It's amazing how the modern media can help you improve your life. For example, you can watch TV shows such as "The Dog Whisperer" or "It's Me or the Dog" and learn all kinds of useful pointers on dealing with your misbehaving canine. And then you can trek to the No. 1 movie in America, "Marley & Me," and forget everything you've been taught.
No, I have not come to bury "Marley & Me" for its corny sentimentality and Christmas-card triteness -- many others have already beaten me to that. My beef is that the film based on John Grogan's bestselling book represents a toxic hazard to dog owners as well as anyone who ever comes near a dog -- basically everyone, in other words.
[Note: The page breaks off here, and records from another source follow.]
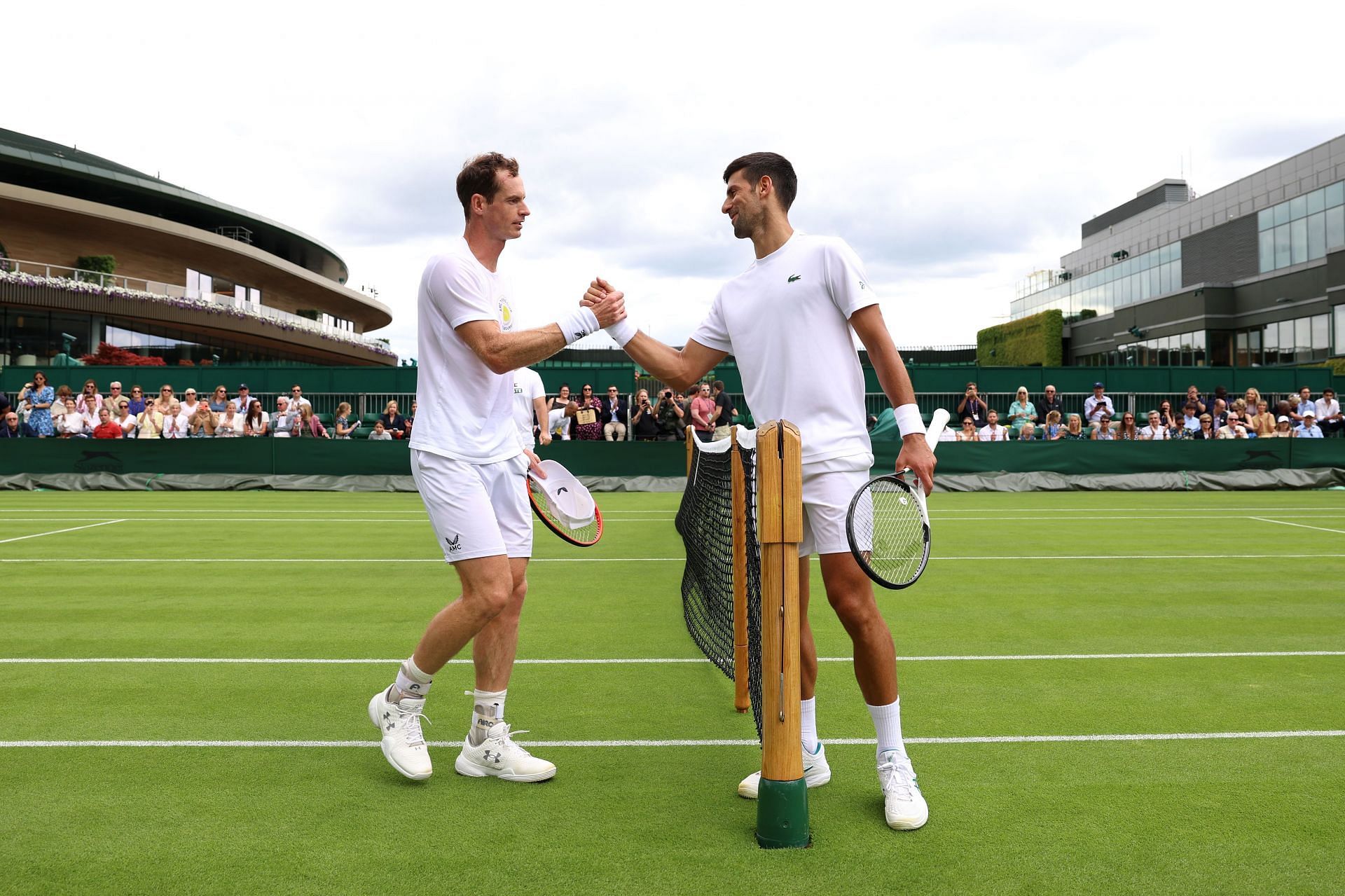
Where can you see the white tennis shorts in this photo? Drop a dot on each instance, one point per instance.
(827, 489)
(476, 510)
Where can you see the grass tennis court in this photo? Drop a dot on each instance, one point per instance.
(301, 799)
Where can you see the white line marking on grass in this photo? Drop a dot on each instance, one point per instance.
(1339, 532)
(643, 661)
(857, 742)
(57, 532)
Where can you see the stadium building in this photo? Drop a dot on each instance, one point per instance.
(95, 252)
(1253, 273)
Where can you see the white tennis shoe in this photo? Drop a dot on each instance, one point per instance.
(404, 744)
(815, 773)
(903, 805)
(499, 757)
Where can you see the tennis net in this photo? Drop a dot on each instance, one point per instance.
(706, 523)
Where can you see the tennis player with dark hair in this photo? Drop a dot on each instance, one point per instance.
(787, 317)
(469, 463)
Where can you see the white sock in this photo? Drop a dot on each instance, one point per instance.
(808, 723)
(887, 722)
(488, 710)
(411, 680)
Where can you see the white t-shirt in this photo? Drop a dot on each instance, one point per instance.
(786, 319)
(527, 385)
(466, 411)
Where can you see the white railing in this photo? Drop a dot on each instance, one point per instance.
(61, 273)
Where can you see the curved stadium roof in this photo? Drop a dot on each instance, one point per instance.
(41, 165)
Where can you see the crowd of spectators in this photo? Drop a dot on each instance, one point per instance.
(1192, 416)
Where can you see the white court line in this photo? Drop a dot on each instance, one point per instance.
(57, 532)
(544, 744)
(638, 661)
(1339, 532)
(618, 560)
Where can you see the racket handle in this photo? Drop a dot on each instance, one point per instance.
(937, 425)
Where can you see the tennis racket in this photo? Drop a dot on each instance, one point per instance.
(564, 505)
(888, 524)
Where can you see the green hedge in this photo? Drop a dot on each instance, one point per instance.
(1028, 342)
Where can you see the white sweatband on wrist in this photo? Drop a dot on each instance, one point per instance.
(623, 331)
(577, 324)
(908, 420)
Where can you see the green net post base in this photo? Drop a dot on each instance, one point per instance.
(783, 814)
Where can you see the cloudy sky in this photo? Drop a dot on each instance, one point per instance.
(957, 147)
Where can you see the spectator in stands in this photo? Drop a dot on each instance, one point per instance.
(283, 422)
(1309, 428)
(724, 411)
(1021, 411)
(106, 427)
(1329, 413)
(36, 397)
(703, 412)
(1305, 404)
(393, 422)
(175, 424)
(137, 400)
(644, 424)
(113, 397)
(672, 418)
(124, 419)
(993, 431)
(973, 406)
(587, 425)
(1051, 401)
(1234, 428)
(89, 400)
(556, 418)
(14, 428)
(150, 422)
(343, 425)
(296, 399)
(166, 400)
(310, 427)
(202, 424)
(615, 412)
(1098, 406)
(1156, 431)
(244, 400)
(1283, 428)
(257, 422)
(1052, 428)
(1194, 399)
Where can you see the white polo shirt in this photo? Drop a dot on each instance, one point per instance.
(527, 385)
(466, 409)
(786, 319)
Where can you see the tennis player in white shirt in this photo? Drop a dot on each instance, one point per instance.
(469, 463)
(790, 315)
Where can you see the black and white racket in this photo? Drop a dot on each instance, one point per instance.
(564, 505)
(888, 524)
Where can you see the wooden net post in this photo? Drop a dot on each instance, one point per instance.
(740, 577)
(783, 795)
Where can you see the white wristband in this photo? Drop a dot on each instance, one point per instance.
(623, 331)
(908, 420)
(577, 324)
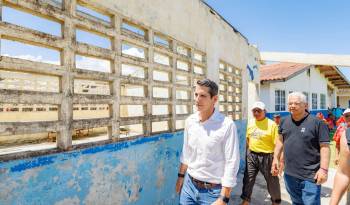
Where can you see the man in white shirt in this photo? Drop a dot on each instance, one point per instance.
(210, 154)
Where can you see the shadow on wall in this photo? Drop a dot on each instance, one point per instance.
(141, 171)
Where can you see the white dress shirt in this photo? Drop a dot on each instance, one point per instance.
(211, 149)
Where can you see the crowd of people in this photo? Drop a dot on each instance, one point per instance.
(297, 146)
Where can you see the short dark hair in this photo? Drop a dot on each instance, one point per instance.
(213, 87)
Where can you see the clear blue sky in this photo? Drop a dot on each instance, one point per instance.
(309, 26)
In case you've somehow missed the multimedia phenomenon that is "Marley & Me," its main message is that dogs are essentially furry kids -- lovable members of the family, even (or is that especially?) at their most undisciplined and incorrigible.
The eyes have it
In the movie, the couple played by Owen Wilson and Jennifer Aniston sit by with a kind of bemused helplessness as, down through the years, the yellow Lab they lovingly describe as the "world's worst dog" chews up multiple sofas, terrorizes a pet-sitter, swallows a necklace, eliminates where he pleases, goes berserk during thunderstorms and, maybe most memorably, knocks down a predictably autocratic dog-obedience trainer (played by a weathered-looking Kathleen Turner). Marley supposedly makes up for all this with his beseeching eyes, and also (I refuse to call this a spoiler because anyone over the age of 8 knows what happens before even buying a ticket) by dying a heartbreaking death.
As anyone who watches dog behavior expert Cesar Millan on National Geographic's "Dog Whisperer" knows, this passive attitude to dog ownership is widespread. And it's a chief reason why the world is full of dogs that bark all night, attack small children and mail carriers, and hump houseguests' legs (and also, yes, spawn litigation that helps drive up insurance costs for the rest of us). Sorry, "Marley & Me," but there are no bad dogs, only bad owners. (Interestingly, Grogan himself sought Millan's help in 2007 with his new dog, Gracie.)